How many gender studies journals are in the top 100? Zero. In fact, there is only one gender studies journal in the top 1,000. Titled Gender and Society, it ranks at #933.
The takeaway from this analysis is clear: The hard sciences constitute the hottest fields and most prestigious journals. By comparison, social science journals are not nearly as prestigious. By definition, that means social science journals, as a whole, are not cited by prestigious journals.
There are many reasons for that. But one of them certainly is that the quality of the research just isn’t very good. That’s why penis hoax articles can get published.

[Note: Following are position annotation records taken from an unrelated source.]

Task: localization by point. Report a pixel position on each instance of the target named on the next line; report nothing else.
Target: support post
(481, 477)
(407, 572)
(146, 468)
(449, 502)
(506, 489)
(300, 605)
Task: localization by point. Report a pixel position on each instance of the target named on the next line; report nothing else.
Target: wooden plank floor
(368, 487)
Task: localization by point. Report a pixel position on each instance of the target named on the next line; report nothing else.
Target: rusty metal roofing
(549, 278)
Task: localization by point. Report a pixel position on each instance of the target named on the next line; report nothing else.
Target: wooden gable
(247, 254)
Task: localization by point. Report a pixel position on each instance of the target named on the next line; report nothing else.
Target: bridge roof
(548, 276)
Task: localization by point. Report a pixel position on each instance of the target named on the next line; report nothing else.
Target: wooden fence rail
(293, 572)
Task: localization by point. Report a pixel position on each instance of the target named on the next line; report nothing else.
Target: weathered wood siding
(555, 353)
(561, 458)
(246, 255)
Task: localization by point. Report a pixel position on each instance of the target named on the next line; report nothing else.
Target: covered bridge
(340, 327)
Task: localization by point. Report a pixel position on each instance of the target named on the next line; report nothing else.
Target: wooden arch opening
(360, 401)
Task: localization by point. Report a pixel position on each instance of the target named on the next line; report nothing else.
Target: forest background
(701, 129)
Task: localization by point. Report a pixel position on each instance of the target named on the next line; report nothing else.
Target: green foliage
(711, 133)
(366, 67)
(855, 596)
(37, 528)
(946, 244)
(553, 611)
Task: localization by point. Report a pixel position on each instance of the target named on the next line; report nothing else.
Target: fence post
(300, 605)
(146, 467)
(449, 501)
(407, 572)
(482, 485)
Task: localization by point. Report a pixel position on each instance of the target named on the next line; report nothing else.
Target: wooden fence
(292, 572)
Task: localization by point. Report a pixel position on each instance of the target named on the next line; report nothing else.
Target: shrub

That’s a stunningly stupid interpretation. How stupid? Well, he has helpfully organized the list of top 100 journals in descending order for us.
Apparently the quality of the research in mathematics just isn’t very good, using his reasoning.
Another problem is that a system that ranks journals by their ‘significance’, that is, how frequently cited they are by related journals, is going to be sensitive to numbers of participants within a discipline, so this metric is also going to be strongly skewed; popular disciplines will have more popular journals, regardless of their relative quality. So just to give you an idea of the numbers of people working within these general fields:
Number of scientists and engineers in the US: 6.2 million.
Number of psychologists in the US: 188,000.
Number of sociologists in the US: less than 3,000, which does seem awfully low; same source says the number of biochemists, just biochemists, is about 34,000.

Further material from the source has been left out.